06 Advanced Process Management

Advanced Process Management

Process Scheduling

The process scheduler divides finite processor time among a system’s processes, selecting which non-blocked (runnable) process to execute next. Multitasking operating systems interleave execution to provide the illusion of concurrency.

Multitasking Variants
- Cooperative: Processes run until they voluntarily suspend themselves (yield).
- Preemptive: The scheduler dictates when a process is suspended (preempted) in favor of another, allocating each a specific execution duration known as a timeslice. Linux utilizes preemptive multitasking.
Process Categorization
- Processor-Bound: Processes that consume their entire timeslice, seeking maximum CPU time for mathematical calculations or infinite loops. They benefit from large timeslices to maximize cache hit rates via temporal locality.
- I/O-Bound: Processes that frequently block waiting for resources like user input or file I/O. They benefit from fast, prioritized scheduling to quickly dispatch subsequent I/O requests and maintain interactive responsiveness.

Traditional Unix scheduling struggles to balance these competing needs because it relies on fixed timeslices and simple priorities. To solve this, the Linux kernel employs a fundamentally different scheduling algorithm designed around mathematical fairness.

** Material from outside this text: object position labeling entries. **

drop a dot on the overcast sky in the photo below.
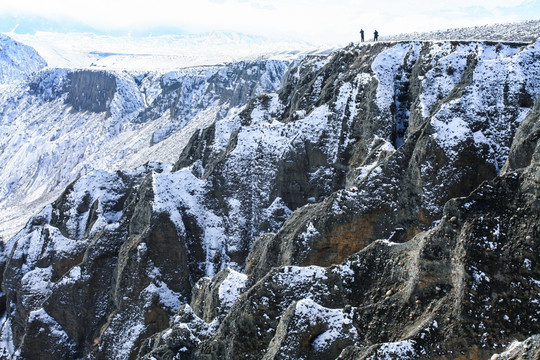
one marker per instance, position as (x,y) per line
(334,21)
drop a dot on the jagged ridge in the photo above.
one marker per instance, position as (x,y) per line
(327,138)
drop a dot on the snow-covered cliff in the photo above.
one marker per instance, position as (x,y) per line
(361,209)
(60,124)
(17,60)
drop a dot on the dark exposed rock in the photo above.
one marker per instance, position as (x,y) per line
(106,267)
(90,90)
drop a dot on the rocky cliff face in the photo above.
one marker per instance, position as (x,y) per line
(60,124)
(382,204)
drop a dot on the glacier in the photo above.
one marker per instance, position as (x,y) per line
(314,204)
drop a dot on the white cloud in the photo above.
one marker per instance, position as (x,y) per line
(324,20)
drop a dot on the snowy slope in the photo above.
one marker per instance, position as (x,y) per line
(361,143)
(156,53)
(61,124)
(17,60)
(519,31)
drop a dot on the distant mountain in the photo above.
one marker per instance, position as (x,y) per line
(17,60)
(157,53)
(378,202)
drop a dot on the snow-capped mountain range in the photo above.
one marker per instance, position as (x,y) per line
(380,201)
(158,53)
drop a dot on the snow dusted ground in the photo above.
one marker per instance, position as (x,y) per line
(156,53)
(526,31)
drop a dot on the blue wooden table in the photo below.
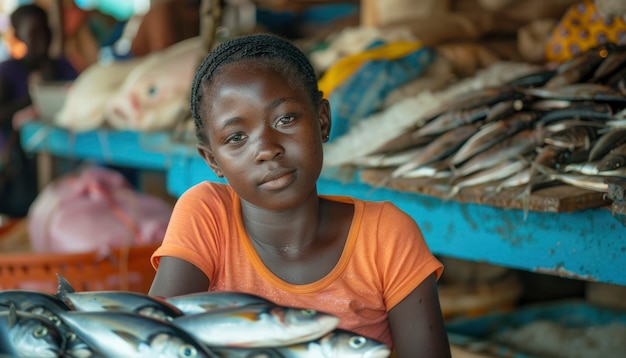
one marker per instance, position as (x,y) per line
(588,244)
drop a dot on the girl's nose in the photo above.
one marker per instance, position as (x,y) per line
(269,147)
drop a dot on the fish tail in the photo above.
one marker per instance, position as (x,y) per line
(64,287)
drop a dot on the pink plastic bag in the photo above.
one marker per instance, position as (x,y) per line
(94,209)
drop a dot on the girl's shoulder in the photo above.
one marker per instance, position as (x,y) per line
(207,191)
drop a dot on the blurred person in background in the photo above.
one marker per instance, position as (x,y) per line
(18,172)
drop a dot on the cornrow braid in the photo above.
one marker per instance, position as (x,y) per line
(266,49)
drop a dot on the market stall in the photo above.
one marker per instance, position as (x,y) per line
(549,197)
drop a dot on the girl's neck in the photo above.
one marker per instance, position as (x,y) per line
(285,231)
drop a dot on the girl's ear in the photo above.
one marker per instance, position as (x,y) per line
(209,159)
(325,119)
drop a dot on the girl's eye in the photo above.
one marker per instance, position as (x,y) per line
(235,138)
(286,120)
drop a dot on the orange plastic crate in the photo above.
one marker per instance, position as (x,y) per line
(124,269)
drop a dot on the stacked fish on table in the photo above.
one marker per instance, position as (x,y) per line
(565,125)
(131,324)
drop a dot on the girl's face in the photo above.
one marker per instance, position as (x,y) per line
(265,135)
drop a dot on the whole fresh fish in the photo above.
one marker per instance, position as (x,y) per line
(231,352)
(579,68)
(437,170)
(497,172)
(505,109)
(25,334)
(492,133)
(266,325)
(535,79)
(572,137)
(607,141)
(439,148)
(155,93)
(579,92)
(130,335)
(511,147)
(338,343)
(472,99)
(388,159)
(406,139)
(128,301)
(612,164)
(550,104)
(453,119)
(601,112)
(614,61)
(583,181)
(47,306)
(212,300)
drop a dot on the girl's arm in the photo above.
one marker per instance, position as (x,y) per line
(177,277)
(417,324)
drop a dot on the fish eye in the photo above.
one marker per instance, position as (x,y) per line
(54,319)
(357,342)
(40,332)
(308,312)
(187,351)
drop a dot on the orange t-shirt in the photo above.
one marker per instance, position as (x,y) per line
(385,257)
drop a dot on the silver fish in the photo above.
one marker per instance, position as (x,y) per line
(492,133)
(25,334)
(612,164)
(453,119)
(126,334)
(388,159)
(511,147)
(209,301)
(589,182)
(579,67)
(572,137)
(498,172)
(611,63)
(116,301)
(606,142)
(48,306)
(437,170)
(231,352)
(578,92)
(266,325)
(600,112)
(338,343)
(438,149)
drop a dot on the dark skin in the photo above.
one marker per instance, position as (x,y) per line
(265,137)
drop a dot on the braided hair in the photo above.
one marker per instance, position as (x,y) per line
(268,50)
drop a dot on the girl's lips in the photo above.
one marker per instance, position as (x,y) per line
(278,180)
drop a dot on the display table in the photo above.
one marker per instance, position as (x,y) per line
(587,244)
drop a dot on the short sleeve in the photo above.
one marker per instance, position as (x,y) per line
(406,260)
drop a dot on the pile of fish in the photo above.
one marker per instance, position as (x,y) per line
(131,324)
(563,125)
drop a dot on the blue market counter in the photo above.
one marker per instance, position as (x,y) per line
(587,244)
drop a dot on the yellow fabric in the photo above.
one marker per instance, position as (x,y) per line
(582,28)
(345,67)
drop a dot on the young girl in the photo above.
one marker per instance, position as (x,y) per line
(261,121)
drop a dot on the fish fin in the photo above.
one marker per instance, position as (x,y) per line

The Completely Fair Scheduler (CFS)

The Completely Fair Scheduler (CFS) replaces fixed timeslices with a dynamic fair queuing algorithm.

Processor Proportions: CFS assigns each process a fraction of the processor’s time, calculated by taking $1/ N$ (where $N$ is the number of runnable processes) and weighting it by the process’s priority (nice value).
Target Latency: The fixed scheduling period over which CFS divides these proportions. For example, a 20 millisecond target latency with two equal-priority processes yields 10 milliseconds of execution time for each.
Minimum Granularity: A hard floor on the shortest allowed execution time for any process. This threshold prevents context switching costs from destroying system throughput when hundreds of processes are runnable, selectively overriding fairness to maintain performance.

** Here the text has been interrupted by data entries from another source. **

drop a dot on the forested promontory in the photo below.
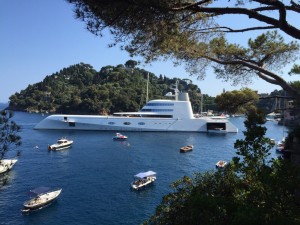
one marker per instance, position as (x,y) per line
(83,90)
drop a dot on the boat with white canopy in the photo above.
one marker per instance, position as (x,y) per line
(143,179)
(43,196)
(6,165)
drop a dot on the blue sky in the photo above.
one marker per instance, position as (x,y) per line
(39,38)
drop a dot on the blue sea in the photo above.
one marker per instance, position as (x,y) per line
(95,174)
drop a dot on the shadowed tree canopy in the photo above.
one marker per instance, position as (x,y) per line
(191,32)
(9,137)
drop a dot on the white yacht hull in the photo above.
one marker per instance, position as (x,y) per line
(7,164)
(115,123)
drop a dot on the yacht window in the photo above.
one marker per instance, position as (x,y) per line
(160,104)
(157,110)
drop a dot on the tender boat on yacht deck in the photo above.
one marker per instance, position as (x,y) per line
(221,164)
(62,143)
(120,137)
(186,148)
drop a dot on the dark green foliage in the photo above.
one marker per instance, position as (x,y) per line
(252,189)
(8,133)
(82,90)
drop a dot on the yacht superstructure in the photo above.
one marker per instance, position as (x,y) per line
(156,115)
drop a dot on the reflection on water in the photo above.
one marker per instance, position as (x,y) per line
(95,174)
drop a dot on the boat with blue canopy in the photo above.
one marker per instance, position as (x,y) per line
(43,196)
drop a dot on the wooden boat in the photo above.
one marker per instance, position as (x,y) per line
(6,165)
(120,136)
(143,179)
(61,143)
(221,164)
(43,197)
(186,148)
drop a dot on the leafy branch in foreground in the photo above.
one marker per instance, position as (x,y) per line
(252,189)
(8,133)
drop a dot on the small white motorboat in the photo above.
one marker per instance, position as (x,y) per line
(43,197)
(6,165)
(221,164)
(186,148)
(61,143)
(143,179)
(120,136)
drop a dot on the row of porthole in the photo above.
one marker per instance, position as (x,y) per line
(126,123)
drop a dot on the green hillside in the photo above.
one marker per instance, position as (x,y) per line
(81,89)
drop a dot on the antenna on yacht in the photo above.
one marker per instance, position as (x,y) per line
(175,90)
(147,88)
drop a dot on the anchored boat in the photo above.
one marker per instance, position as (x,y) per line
(6,165)
(143,179)
(43,197)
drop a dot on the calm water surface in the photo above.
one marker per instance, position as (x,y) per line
(95,174)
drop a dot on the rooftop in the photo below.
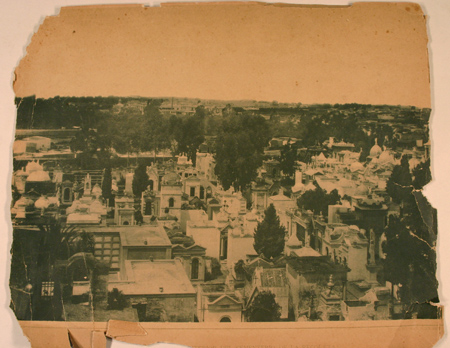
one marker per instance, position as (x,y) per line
(160,277)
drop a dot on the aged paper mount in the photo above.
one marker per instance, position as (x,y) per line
(415,85)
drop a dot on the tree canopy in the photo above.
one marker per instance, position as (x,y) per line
(410,239)
(239,150)
(288,158)
(318,200)
(269,235)
(140,180)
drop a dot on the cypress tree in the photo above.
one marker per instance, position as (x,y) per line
(269,235)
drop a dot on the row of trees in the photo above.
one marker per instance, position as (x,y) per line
(410,246)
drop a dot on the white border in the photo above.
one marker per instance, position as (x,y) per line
(19,19)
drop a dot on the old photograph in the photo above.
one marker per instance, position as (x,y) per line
(225,172)
(190,210)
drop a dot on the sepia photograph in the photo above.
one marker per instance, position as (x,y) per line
(267,169)
(190,210)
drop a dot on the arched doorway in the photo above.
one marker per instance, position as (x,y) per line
(194,269)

While CFS optimally determines when a process should stop running based on these proportional targets, applications can also explicitly surrender their execution time.

Yielding the Processor

Linux provides the sched_yield() system call to allow a process to voluntarily suspend its execution and prompt the scheduler to select a new process.

Behavior: The calling process is suspended; if no other runnable processes exist, the yielding process immediately resumes.
Legitimate Uses: Extremely rare in modern preemptive systems, as the kernel is better equipped to optimize global scheduling decisions.
Historical Context: Prior to kernel support for fast user-space mutexes (futexes), yielding was the most efficient way to implement user-space thread locking when waiting for a contended lock.
Modern Alternatives: Programs should use event-driven architectures and blockable file descriptors rather than busy-looping and yielding the processor.

Instead of manually yielding the processor, applications can more effectively influence their scheduling behavior by altering their assigned priority levels.

Process Priorities

In Linux, non-real-time processes are scheduled based on priority values known as “nice” values.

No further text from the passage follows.